Soveren DIM Sensor comprises several key parts:
-
Interceptors: Distributed across all nodes in the cluster via a DaemonSet, Interceptors capture traffic from pod’s virtual interfaces using a packet capturing mechanism.
-
Processing and messaging system: This system includes a Kafka instance that stores request/response data and a component called Digger which forwards data for detection and eventually sends the resulting metadata to the Soveren Cloud.
-
Sensitive data detector (Detector): Employs proprietary machine learning algorithms to identify data types and gauge their sensitivity.
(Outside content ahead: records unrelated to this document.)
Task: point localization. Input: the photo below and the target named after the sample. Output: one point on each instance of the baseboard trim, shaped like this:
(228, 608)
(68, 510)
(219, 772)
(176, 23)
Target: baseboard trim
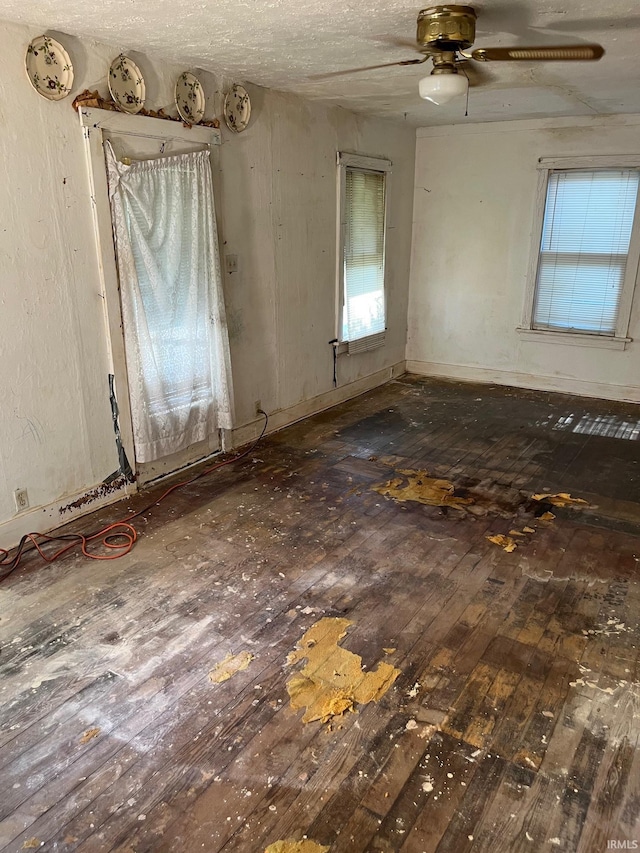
(282, 418)
(42, 519)
(535, 382)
In Kubernetes terms, the Soveren DIM Sensor introduces the following pods to the cluster:
-
Interceptors: One per worker node.
-
Kafka: Part of the Processing and messaging system, deployed once per setup.
-
Digger: The core component of the Processing and messaging system, deployed once per setup.
-
Detection-tool (Detector): Deployed once per setup.
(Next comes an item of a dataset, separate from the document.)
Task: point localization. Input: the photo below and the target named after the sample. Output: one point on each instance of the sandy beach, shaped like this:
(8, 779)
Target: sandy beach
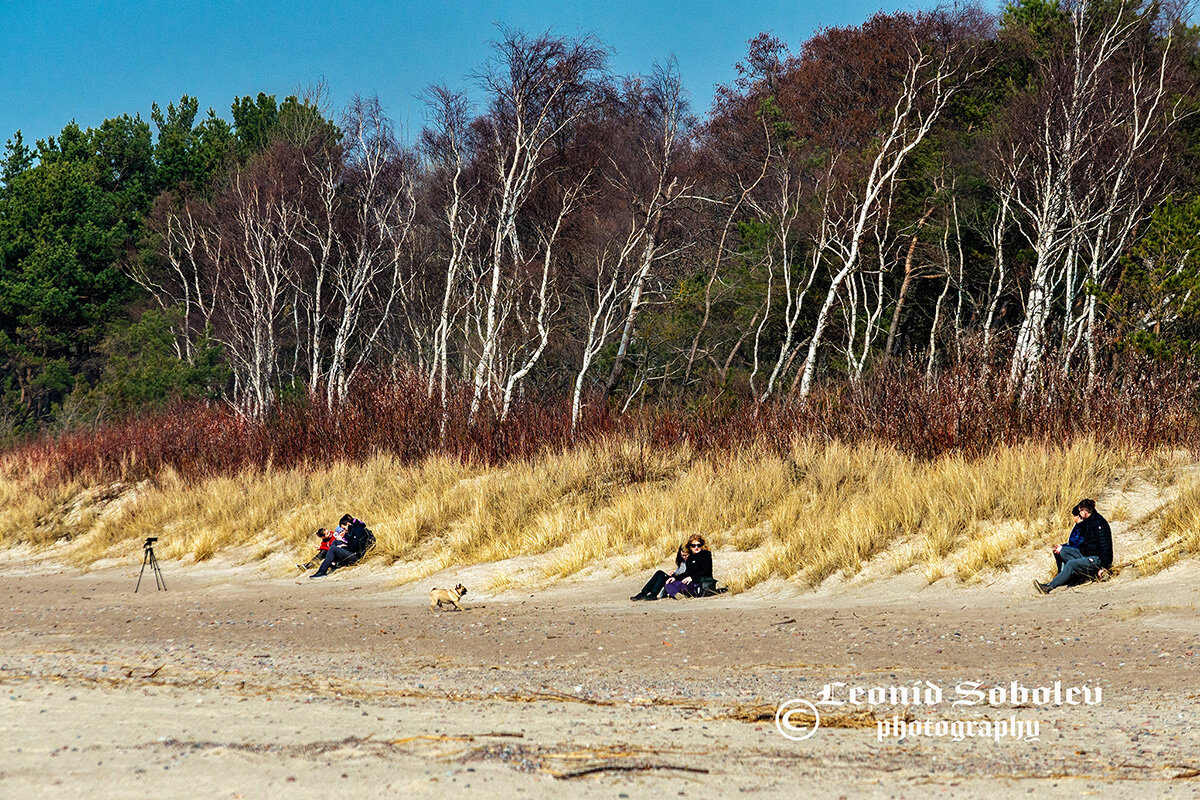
(247, 681)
We also employ Prometheus Agent for metrics collection, this component is not shown here.
Let's delve deeper into the main components' operations and communications.
The Soveren DIM Sensor follows this sequence of operations:
-
Interceptors collect relevant traffic from pods, focusing on HTTP and gRPC.
-
Interceptors pair requests to individual endpoints with their respective responses, creating request/response pairs.
-
Interceptors transfer these pairs to Kafka using the binary Kafka protocol.
-
Digger reads the request/response pair from Kafka, evaluates it for detailed analysis of data types and their sensitivity (employing intelligent sampling for high load scenarios). If necessary, Digger forwards the pair to the Detection-tool and retrieves the result.
-
Digger assembles a metadata package describing the processed request/response pair and transmits it to the Soveren Cloud using gRPC protocol and protobuf.
The Kubernetes API provides pod names and other metadata to the Digger. Consequently, Soveren Cloud identifies services by their Kubernetes names rather than IP addresses, enhancing data comprehensibility in the Soveren app.